Let's say it again, just to let the reality of the situation sink in a bit further: at some point last week, Barack Obama ordered men in his employ to murder another human being. And not a single voice of protest was raised anywhere in the American political and media establishments. Churchmen did not thunder from the pulpits about this lawless action. The self-proclaimed patriots and liberty-lovers on the ever-more militant Right did not denounce this most extreme expression of state tyranny: the leader's arbitrary power to kill anyone he pleases. It is simply an accepted, undisputed fact of American life today that American leaders can and do – and should – murder people, anywhere in the world, if they see fit. When this supreme tyranny is noted at all, it is simply to celebrate the Leader for his toughness -- or perhaps chide him for not killing even more people in this fashion.
I wrote a great deal about this theme when George W. Bush was president. I began back in November 2001, after the Washington Post reported that Bush had signed an executive order giving himself the power to order the killing of anyone he arbitrarily designated a terrorist. Year after year, I wrote of how this murderous edict was put into practice around the world, and of its virulently corrosive effects on American society. Now Barack Obama is availing himself of these same powers. There is not one crumb, one atom, one photon of difference between Obama and Bush on this issue. They both believe that the president of the United States can have people killed outside of any semblance of a judicial process: murdered, in cold blood, in sneak attacks, with any "collateral damage" regarded as an acceptable by-product – just like the terrorists they claim to be fighting with these methods.

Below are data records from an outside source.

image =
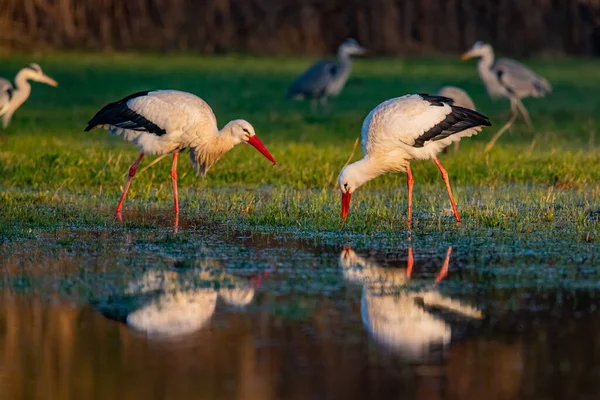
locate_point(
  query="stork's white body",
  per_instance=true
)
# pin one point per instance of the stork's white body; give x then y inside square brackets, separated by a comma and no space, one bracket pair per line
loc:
[403,129]
[13,96]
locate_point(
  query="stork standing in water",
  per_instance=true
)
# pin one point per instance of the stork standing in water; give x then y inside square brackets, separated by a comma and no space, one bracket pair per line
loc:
[326,78]
[13,96]
[169,121]
[399,130]
[510,79]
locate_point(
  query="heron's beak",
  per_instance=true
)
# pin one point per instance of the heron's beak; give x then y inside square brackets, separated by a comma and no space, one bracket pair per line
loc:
[261,147]
[345,204]
[47,80]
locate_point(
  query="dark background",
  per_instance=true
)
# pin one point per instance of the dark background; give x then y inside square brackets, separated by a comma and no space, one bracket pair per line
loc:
[519,27]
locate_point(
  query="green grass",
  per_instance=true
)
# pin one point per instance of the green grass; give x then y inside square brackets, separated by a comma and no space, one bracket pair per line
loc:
[53,175]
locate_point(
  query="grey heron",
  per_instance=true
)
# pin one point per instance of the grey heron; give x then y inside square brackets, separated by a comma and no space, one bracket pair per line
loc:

Nor does this doctrine of presidential murder make any distinction between American citizens and foreigner. Indeed, one of the first people known to have been killed in this way was an American citizen living in Yemen. So let us put the reality in its plainest terms: if the president of the United States decides to call you a terrorist and kill you, he can. He doesn't have to arrest you, he doesn't have to charge you, he doesn't have to put you on trial, he doesn't have to convict you, he doesn't have to sentence you, he doesn't have to allow you any appeals: he can just kill you. And no one in the American power structure will speak up for you or denounce your murder; they won't even see that it's wrong, they won't even consider it remarkable. It's just business as usual. It's just the way things are done. It's just the way we are now.